Robert Hass (
1941- ) is a well-known American
poet who served as
Poet Laureate of the United States from
1995 to
1997. Some themes that Hass' writes about in his poetry include nature, the human process of feeling, and the connections between people. A
Bay Area native and resident, many of his poems are set there.
Robert Hass was born in San Francisco on March 1, 1941. He grew up in the Marin County suburb of San Rafael where he attended a private Catholic prep school. As a young man in the 1950s, Hass was influenced by the San Francisco beat poet scene and counts Allen Ginsberg and Gary Snyder as major influences.
Hass graduated from St. Mary's College in Moraga, California in 1963. He then earned his M.A. and Ph.D in English at Stanford University, where he formed relationships with fellow poets John Matthias, James McMichael, John Peck, and Robert Pinsky, and Yvor Winters. After receiving his degree from Stanford in 1971, Hass began teaching and writing at his alma mater St. Mary's College from 1971 until 1989, when he joined the faculty at the University of California, Berkeley.
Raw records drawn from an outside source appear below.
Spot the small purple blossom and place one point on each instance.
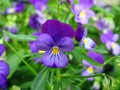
(81, 34)
(17, 7)
(82, 11)
(110, 40)
(91, 69)
(55, 39)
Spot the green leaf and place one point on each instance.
(40, 80)
(81, 54)
(14, 61)
(20, 37)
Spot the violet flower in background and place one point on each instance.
(55, 39)
(110, 40)
(102, 24)
(39, 4)
(82, 11)
(91, 69)
(80, 36)
(4, 69)
(17, 7)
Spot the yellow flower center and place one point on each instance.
(55, 50)
(82, 13)
(85, 41)
(113, 45)
(90, 69)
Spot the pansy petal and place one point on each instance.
(4, 68)
(96, 56)
(107, 37)
(79, 32)
(44, 42)
(37, 60)
(87, 64)
(89, 44)
(115, 37)
(55, 61)
(116, 49)
(3, 80)
(2, 49)
(109, 45)
(57, 29)
(33, 47)
(66, 44)
(102, 24)
(83, 20)
(19, 7)
(85, 73)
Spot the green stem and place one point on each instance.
(31, 69)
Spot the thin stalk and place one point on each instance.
(29, 67)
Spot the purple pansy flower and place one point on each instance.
(34, 48)
(2, 49)
(34, 22)
(102, 24)
(82, 11)
(39, 4)
(4, 69)
(17, 7)
(110, 40)
(92, 68)
(55, 39)
(81, 34)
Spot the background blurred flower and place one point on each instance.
(102, 24)
(39, 4)
(55, 39)
(91, 69)
(82, 11)
(110, 40)
(37, 20)
(81, 34)
(4, 71)
(2, 49)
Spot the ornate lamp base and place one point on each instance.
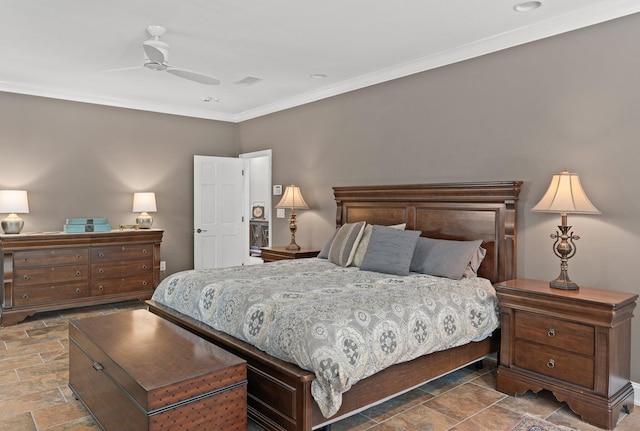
(12, 224)
(144, 221)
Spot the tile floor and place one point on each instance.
(34, 395)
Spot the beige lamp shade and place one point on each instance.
(144, 202)
(14, 201)
(565, 195)
(292, 198)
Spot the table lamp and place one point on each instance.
(565, 196)
(12, 202)
(144, 203)
(292, 198)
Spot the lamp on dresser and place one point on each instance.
(292, 198)
(565, 195)
(13, 202)
(144, 203)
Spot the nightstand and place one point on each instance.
(271, 254)
(574, 343)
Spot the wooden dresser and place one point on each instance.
(574, 343)
(56, 270)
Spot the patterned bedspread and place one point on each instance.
(343, 324)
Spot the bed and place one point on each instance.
(280, 393)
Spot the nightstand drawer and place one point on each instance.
(555, 363)
(561, 334)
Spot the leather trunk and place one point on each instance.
(136, 371)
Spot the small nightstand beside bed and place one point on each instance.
(368, 328)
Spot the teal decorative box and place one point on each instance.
(82, 228)
(98, 220)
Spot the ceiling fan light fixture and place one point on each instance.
(527, 6)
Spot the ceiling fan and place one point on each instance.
(156, 57)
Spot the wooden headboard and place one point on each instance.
(459, 211)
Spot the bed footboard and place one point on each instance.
(279, 393)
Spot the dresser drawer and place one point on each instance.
(50, 274)
(104, 270)
(561, 334)
(555, 363)
(121, 252)
(49, 293)
(120, 285)
(59, 256)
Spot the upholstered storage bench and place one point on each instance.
(136, 371)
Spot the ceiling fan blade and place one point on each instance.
(153, 52)
(194, 76)
(120, 69)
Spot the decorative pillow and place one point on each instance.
(324, 253)
(477, 258)
(345, 242)
(443, 258)
(390, 250)
(364, 242)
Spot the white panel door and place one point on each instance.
(221, 227)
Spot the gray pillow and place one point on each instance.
(443, 258)
(324, 253)
(364, 242)
(343, 246)
(390, 250)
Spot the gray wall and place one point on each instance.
(521, 114)
(572, 101)
(82, 160)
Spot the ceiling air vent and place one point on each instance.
(249, 80)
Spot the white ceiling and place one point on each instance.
(67, 49)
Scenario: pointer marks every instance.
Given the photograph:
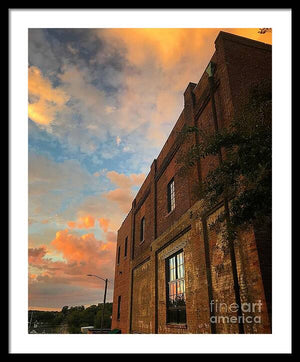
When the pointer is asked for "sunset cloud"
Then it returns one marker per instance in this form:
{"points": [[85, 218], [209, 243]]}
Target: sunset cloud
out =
{"points": [[101, 105], [104, 223], [45, 100], [85, 222]]}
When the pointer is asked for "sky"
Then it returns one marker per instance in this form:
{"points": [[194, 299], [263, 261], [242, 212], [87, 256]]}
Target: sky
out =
{"points": [[101, 105]]}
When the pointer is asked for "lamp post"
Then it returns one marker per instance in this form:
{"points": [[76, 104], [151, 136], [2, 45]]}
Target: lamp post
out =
{"points": [[104, 298]]}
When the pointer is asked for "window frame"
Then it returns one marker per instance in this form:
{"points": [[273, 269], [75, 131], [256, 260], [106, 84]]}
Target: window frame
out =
{"points": [[119, 307], [178, 309], [125, 246], [119, 255], [171, 202], [142, 229]]}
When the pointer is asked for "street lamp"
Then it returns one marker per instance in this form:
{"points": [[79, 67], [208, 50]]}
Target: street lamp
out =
{"points": [[104, 299]]}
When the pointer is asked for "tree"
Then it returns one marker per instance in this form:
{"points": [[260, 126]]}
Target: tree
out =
{"points": [[242, 180]]}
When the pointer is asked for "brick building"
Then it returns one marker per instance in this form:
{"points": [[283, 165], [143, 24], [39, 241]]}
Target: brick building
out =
{"points": [[172, 273]]}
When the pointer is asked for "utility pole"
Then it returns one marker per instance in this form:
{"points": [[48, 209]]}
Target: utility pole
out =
{"points": [[104, 300]]}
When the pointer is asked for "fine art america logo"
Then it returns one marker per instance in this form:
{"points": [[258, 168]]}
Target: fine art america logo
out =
{"points": [[222, 312]]}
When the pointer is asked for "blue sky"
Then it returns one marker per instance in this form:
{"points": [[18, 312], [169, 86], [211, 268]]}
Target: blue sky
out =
{"points": [[101, 105]]}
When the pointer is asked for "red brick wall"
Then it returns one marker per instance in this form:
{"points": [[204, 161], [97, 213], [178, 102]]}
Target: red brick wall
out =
{"points": [[122, 278], [239, 64]]}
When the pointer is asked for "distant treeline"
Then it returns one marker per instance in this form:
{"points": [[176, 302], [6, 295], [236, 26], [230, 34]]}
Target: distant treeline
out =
{"points": [[69, 319]]}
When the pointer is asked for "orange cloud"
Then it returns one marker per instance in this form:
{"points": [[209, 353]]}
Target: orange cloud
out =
{"points": [[84, 222], [124, 181], [103, 224], [45, 100]]}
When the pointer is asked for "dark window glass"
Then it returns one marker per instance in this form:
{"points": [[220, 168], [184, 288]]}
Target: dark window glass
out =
{"points": [[119, 307], [171, 195], [142, 230], [175, 289], [125, 246]]}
Hass' books of poetry include Field Guide (1973), Praise (1979), Human Wishes (1989), and Sun Under Wood (1996). He has also co-translated several volumes of poetry with Czeslaw Milosz, such as Facing the River (1995), and has authored or edited of several collections of critical essays and translation, most notably The Essential Haiku: Versions of Basho, Buson, and Issa (1994), and Twentieth Century Pleasures: Prose on Poetry (1984).
Robert Hass currently lives in Berkeley, California with his second wife, poet Brenda Hillman, whom he married in 1995. Hass has three children from his first marriage.